The group, supported by Green party MP Caroline Lucas, tried to bury the inconvenient result of the report in the foot note of a press release.
The overall findings from the survey confirmed that 42 per cent of people supported fracking, while 35 per cent of people oppose it – results which are awkward for Greenpeace because they have inadvertently shown more people support the extraction process than even government estimates.
Instead, the group chose to focus on other details from the survey, saying that fracking could be a significant issue in key marginals and hid the headline figure in the footnote of a press release which has now been removed from their website.
They sent out the news release stating that 31 per cent of voters had said they would be less likely to vote for a candidate who supported fracking, compared with 13 per cent who would be more likely to, saying parties would lose more votes than they stood to gain by supporting it.
According to the Department of Energy and Climate Change’s latest Public Attitudes Tracker published in February, 24 per cent of people said they supported shale gas extraction, with 23 per cent against and half undecided.
Asking the sample whether they supported fracking, which it described as ‘natural gas is extracted . . . by drilling a hole, creating a tiny explosion to fracture the rock and then injecting water, sand and chemicals at high pressure to allow gas to be released’ polling company ComRes found that men were almost twice as likely as women to be in favour of the process which could remove the pressure on the country’s energy input needs.

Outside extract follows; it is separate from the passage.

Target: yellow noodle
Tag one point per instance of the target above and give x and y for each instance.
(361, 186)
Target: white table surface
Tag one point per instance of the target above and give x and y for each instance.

Support was highest among people aged 65 and over, at 58 per cent – the generation who experienced the OPEC oil crisis and blackouts of the 1970s – compared with only 36 per cent among those aged 18 to 24.
Both Greenpeace and Friends of the Earth are asking Parliamentary candidates to sign a ‘frack-free promise’ ahead of the General Election, something which no Tory hopefuls have done so far compared with a hundred Labour, 104 Lib Dems and even seven UKIP candidates who have. And a total of 402 Green candidates have signed up, meaning that either the party has not managed to reach its target of fielding candidates in 75 per cent of constituencies or not all of the party’s candidates have supported the pledge.
Ken Cronin, chief executive of UK Onshore Oil and Gas, the fracking industry body, said that “when presented with the facts about the safety and low environmental impact of shale gas operations, British people will support onshore oil and gas exploration.”
Greenpeace refuted claims it did not publish the findings, saying, “We did put them in our release and they are publicly available.”